It has been three months since a gunman fired into an unsuspecting crowd in Las Vegas and killed 58 people.
On Sunday, Jan. 28, the 60th Annual Grammy Awards paid tribute to the victims of one of the worst mass shooting in the modern history of the United States. Country singers Brothers Osborne, Eric Church, and Maren Morris performed onstage to remember those who lost their lives and the hundreds more who were injured during the tragic event.
Remembering The Departed
While the singers perform their rendition of Eric Clapton's "Tears In Heaven," names of the victims were flashed on the screen behind them. Morris also mentioned the 22 people killed when a suicide bomb detonated during an Ariana Grande concert in Manchester in May.
"We all performed in Las Vegas that tragic weekend and we wanted to come together and honor the memory of the beautiful, music-loving souls so cruelly taken from us," the "I Could Use A Love Song" singer stated.

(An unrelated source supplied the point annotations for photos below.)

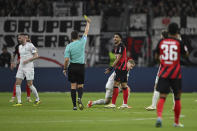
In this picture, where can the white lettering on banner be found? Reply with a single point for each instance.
(50, 35)
(160, 22)
(45, 31)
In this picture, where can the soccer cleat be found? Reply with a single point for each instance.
(36, 103)
(178, 125)
(110, 106)
(89, 104)
(158, 122)
(12, 100)
(29, 99)
(80, 104)
(74, 108)
(18, 104)
(123, 106)
(150, 108)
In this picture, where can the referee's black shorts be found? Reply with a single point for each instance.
(164, 85)
(76, 73)
(121, 76)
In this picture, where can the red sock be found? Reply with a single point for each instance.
(14, 91)
(177, 111)
(160, 107)
(28, 91)
(125, 95)
(115, 95)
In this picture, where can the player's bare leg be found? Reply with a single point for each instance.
(115, 95)
(125, 95)
(160, 109)
(14, 94)
(73, 95)
(177, 109)
(99, 102)
(80, 93)
(28, 90)
(154, 100)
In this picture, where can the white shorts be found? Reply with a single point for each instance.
(28, 73)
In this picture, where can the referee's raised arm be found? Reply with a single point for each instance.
(87, 25)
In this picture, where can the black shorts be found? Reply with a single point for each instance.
(164, 85)
(76, 73)
(121, 75)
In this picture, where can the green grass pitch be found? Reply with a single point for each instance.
(55, 114)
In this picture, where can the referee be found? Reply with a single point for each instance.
(75, 54)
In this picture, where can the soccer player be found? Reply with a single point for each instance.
(120, 65)
(75, 54)
(155, 97)
(109, 88)
(16, 53)
(169, 50)
(28, 53)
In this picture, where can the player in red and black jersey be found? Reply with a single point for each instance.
(120, 65)
(169, 51)
(16, 53)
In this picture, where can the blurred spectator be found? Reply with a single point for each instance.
(5, 58)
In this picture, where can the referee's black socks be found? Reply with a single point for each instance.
(80, 92)
(73, 96)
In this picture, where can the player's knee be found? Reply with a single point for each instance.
(107, 101)
(124, 85)
(29, 83)
(18, 82)
(116, 83)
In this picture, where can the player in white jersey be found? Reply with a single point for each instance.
(28, 53)
(109, 89)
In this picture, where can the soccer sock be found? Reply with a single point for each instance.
(80, 92)
(18, 93)
(73, 96)
(99, 102)
(177, 111)
(115, 95)
(28, 91)
(34, 91)
(155, 98)
(160, 107)
(14, 91)
(125, 95)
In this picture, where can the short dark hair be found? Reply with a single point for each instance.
(173, 28)
(74, 35)
(118, 35)
(164, 33)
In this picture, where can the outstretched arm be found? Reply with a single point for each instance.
(87, 25)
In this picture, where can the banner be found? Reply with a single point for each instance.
(50, 35)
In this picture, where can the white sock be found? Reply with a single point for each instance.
(155, 98)
(18, 93)
(34, 91)
(99, 102)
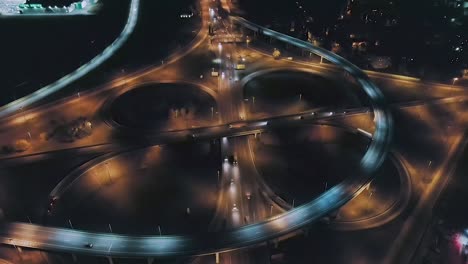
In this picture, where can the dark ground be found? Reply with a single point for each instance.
(149, 106)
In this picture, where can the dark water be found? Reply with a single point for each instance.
(37, 51)
(280, 11)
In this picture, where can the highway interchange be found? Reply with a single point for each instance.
(232, 127)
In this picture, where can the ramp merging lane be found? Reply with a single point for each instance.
(75, 241)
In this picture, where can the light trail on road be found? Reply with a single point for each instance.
(97, 61)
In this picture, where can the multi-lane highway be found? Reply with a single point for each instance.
(240, 235)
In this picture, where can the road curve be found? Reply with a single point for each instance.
(98, 60)
(74, 241)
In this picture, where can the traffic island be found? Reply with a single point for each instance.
(145, 191)
(286, 91)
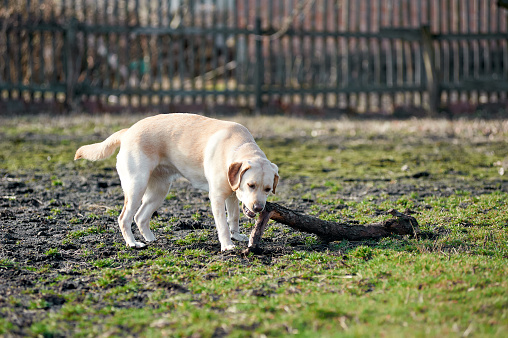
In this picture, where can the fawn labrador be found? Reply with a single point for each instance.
(217, 156)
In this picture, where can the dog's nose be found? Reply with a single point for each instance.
(257, 207)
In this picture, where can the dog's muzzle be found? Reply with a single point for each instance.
(249, 213)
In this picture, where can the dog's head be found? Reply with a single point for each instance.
(253, 181)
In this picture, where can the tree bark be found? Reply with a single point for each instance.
(328, 231)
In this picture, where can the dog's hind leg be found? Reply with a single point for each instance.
(134, 179)
(158, 187)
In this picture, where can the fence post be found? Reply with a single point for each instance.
(429, 63)
(259, 68)
(70, 43)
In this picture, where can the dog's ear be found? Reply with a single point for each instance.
(275, 177)
(235, 173)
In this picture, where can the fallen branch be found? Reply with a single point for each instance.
(401, 224)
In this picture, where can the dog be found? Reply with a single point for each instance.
(217, 156)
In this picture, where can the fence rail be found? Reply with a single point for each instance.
(282, 55)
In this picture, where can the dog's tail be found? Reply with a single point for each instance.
(102, 150)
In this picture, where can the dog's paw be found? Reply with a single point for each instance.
(228, 247)
(240, 237)
(137, 245)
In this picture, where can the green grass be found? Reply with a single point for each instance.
(449, 281)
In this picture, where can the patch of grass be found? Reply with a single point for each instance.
(194, 237)
(52, 252)
(85, 232)
(448, 281)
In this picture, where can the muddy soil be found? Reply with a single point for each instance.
(51, 228)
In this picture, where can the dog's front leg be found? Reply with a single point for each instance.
(233, 210)
(219, 213)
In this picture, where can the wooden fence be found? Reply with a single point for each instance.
(281, 55)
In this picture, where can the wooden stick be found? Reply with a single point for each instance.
(401, 224)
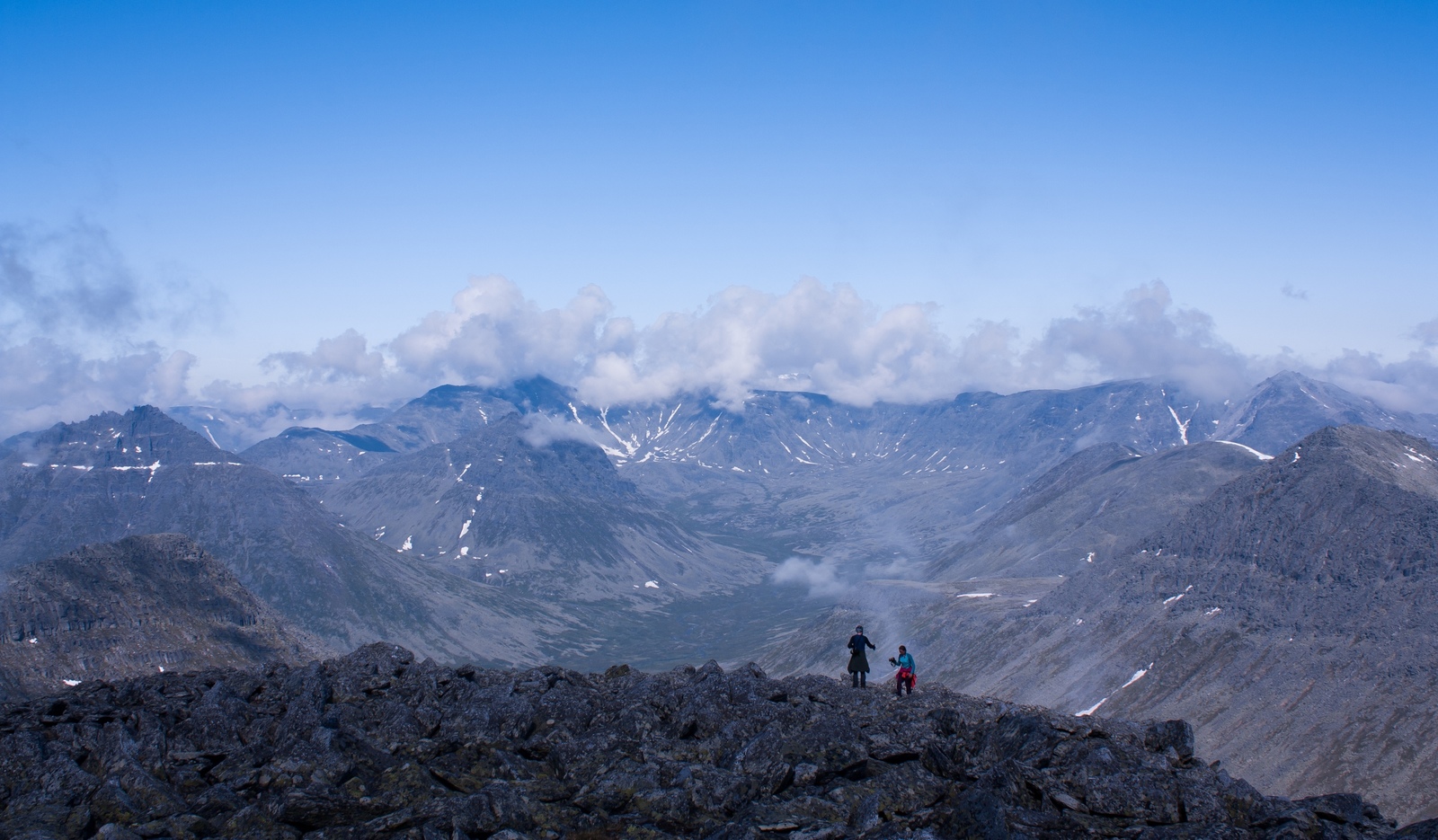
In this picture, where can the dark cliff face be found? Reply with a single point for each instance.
(1292, 616)
(377, 746)
(119, 475)
(140, 606)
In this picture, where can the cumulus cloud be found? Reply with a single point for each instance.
(74, 320)
(812, 337)
(1145, 335)
(820, 576)
(544, 429)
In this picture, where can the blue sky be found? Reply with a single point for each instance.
(323, 167)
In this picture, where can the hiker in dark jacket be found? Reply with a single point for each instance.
(857, 659)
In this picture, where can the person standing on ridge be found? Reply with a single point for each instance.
(906, 672)
(857, 659)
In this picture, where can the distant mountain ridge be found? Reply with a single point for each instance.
(121, 475)
(140, 606)
(1292, 615)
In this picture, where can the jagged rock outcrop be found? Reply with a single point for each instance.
(378, 746)
(133, 607)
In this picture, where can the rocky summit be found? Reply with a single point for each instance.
(380, 746)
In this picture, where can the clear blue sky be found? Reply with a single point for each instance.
(350, 164)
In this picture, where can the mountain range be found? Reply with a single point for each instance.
(140, 606)
(519, 524)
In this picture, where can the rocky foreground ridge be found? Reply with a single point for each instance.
(378, 746)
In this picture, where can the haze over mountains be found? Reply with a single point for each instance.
(519, 524)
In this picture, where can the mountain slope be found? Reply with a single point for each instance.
(1089, 508)
(383, 747)
(129, 609)
(553, 518)
(1287, 406)
(114, 476)
(1293, 616)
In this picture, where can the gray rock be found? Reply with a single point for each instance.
(378, 746)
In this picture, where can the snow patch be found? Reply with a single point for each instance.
(1248, 449)
(1136, 676)
(1183, 426)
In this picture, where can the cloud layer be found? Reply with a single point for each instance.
(74, 318)
(75, 324)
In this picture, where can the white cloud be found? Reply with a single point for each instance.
(820, 576)
(71, 310)
(543, 429)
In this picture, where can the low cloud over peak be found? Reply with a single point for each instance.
(812, 339)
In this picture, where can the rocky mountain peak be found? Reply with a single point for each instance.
(133, 607)
(380, 746)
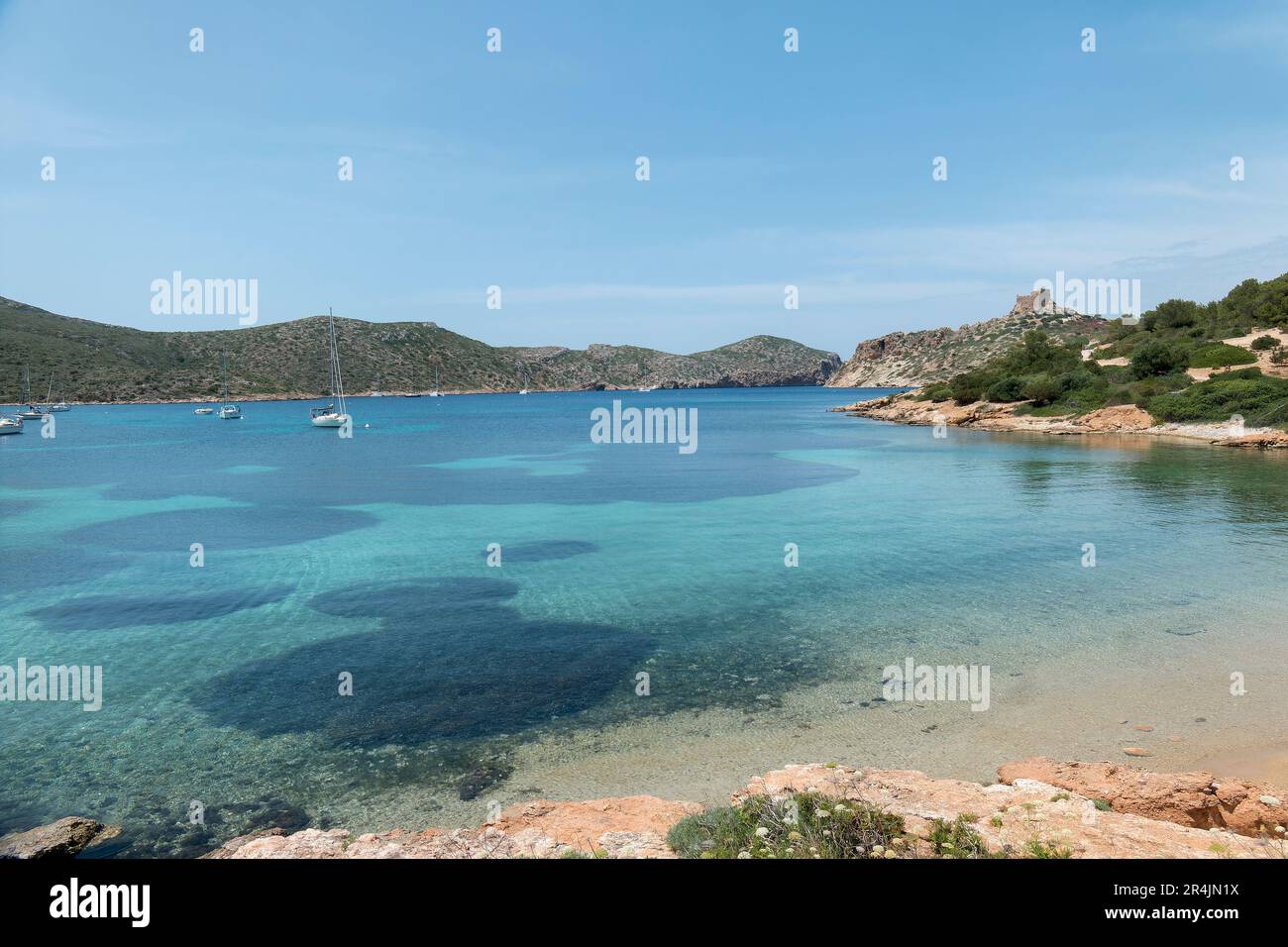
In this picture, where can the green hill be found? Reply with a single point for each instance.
(91, 361)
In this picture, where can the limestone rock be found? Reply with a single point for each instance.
(1029, 812)
(62, 839)
(1189, 799)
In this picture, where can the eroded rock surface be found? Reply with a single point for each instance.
(60, 839)
(1013, 817)
(1194, 799)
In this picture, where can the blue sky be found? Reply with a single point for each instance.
(518, 169)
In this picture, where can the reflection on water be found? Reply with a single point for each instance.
(326, 557)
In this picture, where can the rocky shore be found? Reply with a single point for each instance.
(1119, 419)
(1074, 809)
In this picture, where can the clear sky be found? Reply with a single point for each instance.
(518, 167)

Church, who was at the Route 91 music festival, wrote the song "Why Not Me" shortly after the massacre. He promised that the music industry will always be united with its fans.
"On October 1, all of country music was reminded in the most tragic way, the connection we share with our fans, and the healing power music will always provide," he said.
On Oct. 1, a 64-year-old gambler and former accountant opened fire on a crowd of 22,000 people in Las Vegas, Nevada. A total of 58 people were killed and more than 500 were hospitalized during the ensuing chaos.
The gunman, who was staying at the 32nd floor of a hotel room, killed himself.
Police are still trying to identify the motive of the gunman. According to reports, the authorities found child abuse images on his computer and handwritten notes strewn all over the hotel room but no manifesto that explains why he committed one of the worst mass murders in history.
President Donald Trump called the incident "an act of pure evil."
"We call upon the bonds that unite us, our faith, our family, and our shared values. We call upon the bonds of citizenship, the ties of community, and the comfort of our common humanity," he said in his speech. "Our unity cannot be shattered by evil, our bonds cannot be broken by violence, and though we feel such great anger, at the senseless murder of our fellow citizens, it is our love that defines us today. And always will. Forever."
Meanwhile, on May 22 last year, an attacker detonated a home-made bomb inside the Manchester Arena. A total of 22 victims, including an 8-year-old, were killed and at least 64 were injured.